COLLEGE PARK -- They should call this place Mr. Rogers' Neighborhood during the football season. And the coach of the football team certainly fits the description of Captain Nice, too.

Where else would a weekly poop session with a coach, whose team just absorbed a 70-7 shellacking, start with his commenting on what a fine day it was, weather-wise, then ordering up a standing ovation for the folks who prepared the mushroom soup?

There is much to be said about the good that can be created by positive reinforcement, the manner in which Maryland's mentor Mark Duffner chooses to deal with his team without exception. But there comes a time. . .

Did you know the Terrapins did a heckuva job the other night stopping Penn State when it had a first down on the Maryland 5-yard line? "And look at the number of times we forced them to punt," noted the coach, proudly.

Duffner then rattled off the names of several players who played well and what a positive experience it was because (1) it was an opportunity to play a fine team, (2) the Terrapins didn't quit, and (3) running back Mark Mason got through the fifth game without injury.

The coach was flying now: "Our simplified defensive scheme got more guys to the ball quicker."

Only problem was what happened when they got there: nothing. Most of the lads in red shirts didn't even get the number of the Penn State ball carrier as he sped away.

Ear-witnesses would swear the coach was talking about a tough loss to the Nittany Lions, not this 63-point humiliation.

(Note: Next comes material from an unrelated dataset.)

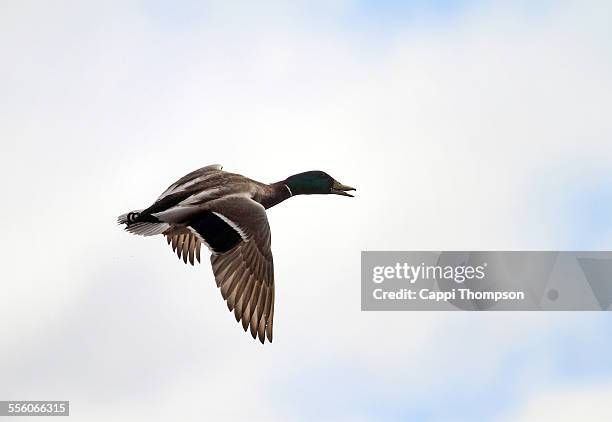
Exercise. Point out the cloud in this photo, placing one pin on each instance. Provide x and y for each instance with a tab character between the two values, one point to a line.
457	136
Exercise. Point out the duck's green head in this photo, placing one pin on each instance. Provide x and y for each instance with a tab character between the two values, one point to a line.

And this on the wings of losses that have seen Maryland allow point totals of 43-59-42-55. Remember, this ain't bingo or basketball.

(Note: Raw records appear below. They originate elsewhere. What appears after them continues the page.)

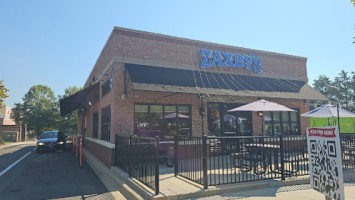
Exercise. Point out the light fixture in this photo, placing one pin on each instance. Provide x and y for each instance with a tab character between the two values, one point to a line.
260	113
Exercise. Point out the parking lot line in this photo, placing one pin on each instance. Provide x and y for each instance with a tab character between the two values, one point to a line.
13	164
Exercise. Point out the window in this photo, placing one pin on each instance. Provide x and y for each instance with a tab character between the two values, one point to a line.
277	123
105	123
106	87
95	128
162	120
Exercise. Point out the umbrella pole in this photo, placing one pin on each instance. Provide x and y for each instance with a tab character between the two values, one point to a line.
338	117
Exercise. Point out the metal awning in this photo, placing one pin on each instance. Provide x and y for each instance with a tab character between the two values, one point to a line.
79	99
187	81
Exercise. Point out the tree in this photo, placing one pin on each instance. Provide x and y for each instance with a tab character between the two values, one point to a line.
353	1
341	90
39	110
3	91
69	123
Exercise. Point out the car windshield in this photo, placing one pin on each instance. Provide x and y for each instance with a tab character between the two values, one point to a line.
48	135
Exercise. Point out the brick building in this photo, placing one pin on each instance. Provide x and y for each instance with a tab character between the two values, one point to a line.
156	85
9	130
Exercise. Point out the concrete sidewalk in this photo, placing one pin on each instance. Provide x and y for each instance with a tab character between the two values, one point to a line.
296	192
171	187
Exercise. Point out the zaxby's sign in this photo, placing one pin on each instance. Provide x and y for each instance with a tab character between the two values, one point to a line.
223	59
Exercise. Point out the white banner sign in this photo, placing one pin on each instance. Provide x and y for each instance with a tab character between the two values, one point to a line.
325	166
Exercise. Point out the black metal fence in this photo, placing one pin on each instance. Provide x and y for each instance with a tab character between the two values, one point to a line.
138	156
347	142
223	160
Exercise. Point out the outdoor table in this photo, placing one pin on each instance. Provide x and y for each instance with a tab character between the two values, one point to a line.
262	154
166	152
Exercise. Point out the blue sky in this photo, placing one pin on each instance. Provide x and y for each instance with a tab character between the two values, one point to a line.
56	43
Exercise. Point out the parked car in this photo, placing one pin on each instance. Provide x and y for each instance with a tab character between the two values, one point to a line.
51	140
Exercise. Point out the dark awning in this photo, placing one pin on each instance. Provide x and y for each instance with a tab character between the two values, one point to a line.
189	81
81	98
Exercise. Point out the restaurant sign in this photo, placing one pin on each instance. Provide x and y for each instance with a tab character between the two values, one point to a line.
223	59
325	161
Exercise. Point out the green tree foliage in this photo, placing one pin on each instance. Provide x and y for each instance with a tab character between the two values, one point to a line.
341	90
3	91
69	123
353	1
39	110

As he has said after every pounding, Duffner offered, "I take the responsibility for the execution of our football team." That's very noble of him, but it's also foolhardy and, perhaps, counter-productive.

Football isn't charm school, basic training for a night at the ballet or a nature walk in such locales as Tallahassee, Chapel Hill and Blacksburg on warm fall afternoons. It seems well past the time when the coach should stop covering up for his staff and the hired hands.

After all, Maryland has handed out dozens and dozens of scholarships that are worth anywhere from $10,000 to $15,000 per year and with the acceptance of same by players comes the responsibility of performing reasonably well.

At the same time, the Terps have a battery of assistant coaches drawing handsome salaries who carry the responsibility of recruiting well and preparing players to perform in a reasonable manner. You begin to question their effectiveness when they put in 12- and 14-hour days consistently and, if anything, the team appears to be regressing.

After spring practice, what is now referred to as "fall camp" by coaches and five games against admittedly-tough competition, Maryland's team is giving indication that it is not football it is engaged in. Touch football, maybe, or flag football.

Mark Duffner insists he's never going to take a "woe is me, down in the dumps attitude," which is admirable. But if after each succeeding loss, the only things players hear is that they're a swell bunch and they're young and improving and things will be all right, the current sorry situation might go on forever.

"The key thing is for us to stay together," says Duffner. "We've got a second season starting now. We have to be focused toward the great opportunity we face at Georgia Tech this week."

Wrong, coach, the key is for the players to become better individually, then to put a cast out there that can play a reasonably balanced game in all facets of football. That means blocking and tackling, running and getting away from a hellzapoppin' offense that places an alarmingly inept defense on the field any more than necessary.

The Terps have been exciting to watch when they have the ball, as attests their scoring totals of 29-42-37-28 prior to Saturday night. But it was inevitable that some opponent would get serious about stopping them, as Penn State obviously did, and you saw the results: five sacks, four interceptions, two fumbles.

"These things put added pressure on our defense," said the coach. "We were disrupted in the execution of our attack and never were able to get into effective synchronization."

No kidding.

Captain Bligh, Simon Legree, Frank Kush, any of you guys interested in coming in here and kicking some positive reinforcement?